I connect to sqlite database in Blaze using
df = bz.Data("sqlite:///<mydatabase>)
everything works fine but I do not know how to provide user-defined functions in my interaction with df.
I have a column called IP in df which is text containing IP addresses. I also have a function toSubnet (x, y) which takes in an IP address (x) in text format and return its /y subnet. For example:
out = toSubnet('1.1.1.1',24)
out
1.1.1.0/24
Now if I want to map all IPs to their /14 subnets, I use:
df.IP.map(lambda x:toSubnet(x,14),'string')
Which works when the backend is CSV. But with sqlite backend I get NotImplementedError
.
What's wrong here?
NB: This doesn't tell you how to do exactly what you want, but it provides an explanation of why it doesn't work and a possible next step to get this to work with SQLite.
The problem you're running into is that it is very difficult to efficiently execute arbitrary Python code against an arbitrary SQL database.
Blaze takes user code and translates it to SQL as best it can, using SQLAlchemy, which I don't think has a way to do this.
Since nearly every database has a different way of dealing with user-defined functions (UDFs), it's quite a lot of work to build an API that allows the following:
- A user to define a function in Python
- Turn that pure Python function into a UDF native to the database.

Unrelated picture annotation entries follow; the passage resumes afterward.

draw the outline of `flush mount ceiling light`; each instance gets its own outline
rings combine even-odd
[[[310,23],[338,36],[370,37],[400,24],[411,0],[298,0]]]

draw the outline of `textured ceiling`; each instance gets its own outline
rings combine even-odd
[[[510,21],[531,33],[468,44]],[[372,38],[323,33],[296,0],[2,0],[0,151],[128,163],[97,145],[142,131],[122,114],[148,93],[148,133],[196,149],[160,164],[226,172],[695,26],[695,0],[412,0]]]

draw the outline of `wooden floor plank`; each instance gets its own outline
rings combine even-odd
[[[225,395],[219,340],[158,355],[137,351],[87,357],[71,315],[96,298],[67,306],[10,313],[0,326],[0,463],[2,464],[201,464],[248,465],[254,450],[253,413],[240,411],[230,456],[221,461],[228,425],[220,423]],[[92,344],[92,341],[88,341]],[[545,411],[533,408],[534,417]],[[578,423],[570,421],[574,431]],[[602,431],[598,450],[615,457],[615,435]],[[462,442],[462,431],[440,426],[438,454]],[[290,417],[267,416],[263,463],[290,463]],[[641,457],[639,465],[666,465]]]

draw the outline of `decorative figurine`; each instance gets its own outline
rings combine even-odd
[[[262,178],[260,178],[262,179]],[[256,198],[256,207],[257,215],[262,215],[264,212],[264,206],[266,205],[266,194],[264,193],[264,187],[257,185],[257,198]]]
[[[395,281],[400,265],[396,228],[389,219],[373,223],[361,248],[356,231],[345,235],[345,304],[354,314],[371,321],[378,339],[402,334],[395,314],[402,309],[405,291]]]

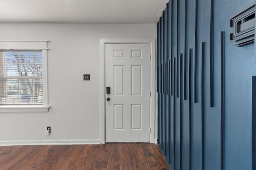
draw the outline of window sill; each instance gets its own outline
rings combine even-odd
[[[51,106],[0,106],[0,112],[47,112]]]

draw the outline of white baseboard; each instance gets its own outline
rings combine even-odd
[[[0,141],[0,146],[41,145],[96,145],[100,144],[100,139],[62,140],[31,140]]]
[[[157,138],[155,139],[155,144],[156,144],[157,143]]]

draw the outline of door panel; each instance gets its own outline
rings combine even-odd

That said, the Python interface to SQLite has a way to register Python functions that can be executed in a SQL statement:
https://docs.python.org/2/library/sqlite3.html#sqlite3.Connection.create_function
There currently isn't a way to express a UDF with Blaze using the SQL backend, though this could be implemented as new expression type that allows a user to register a function via the underlying database's db API.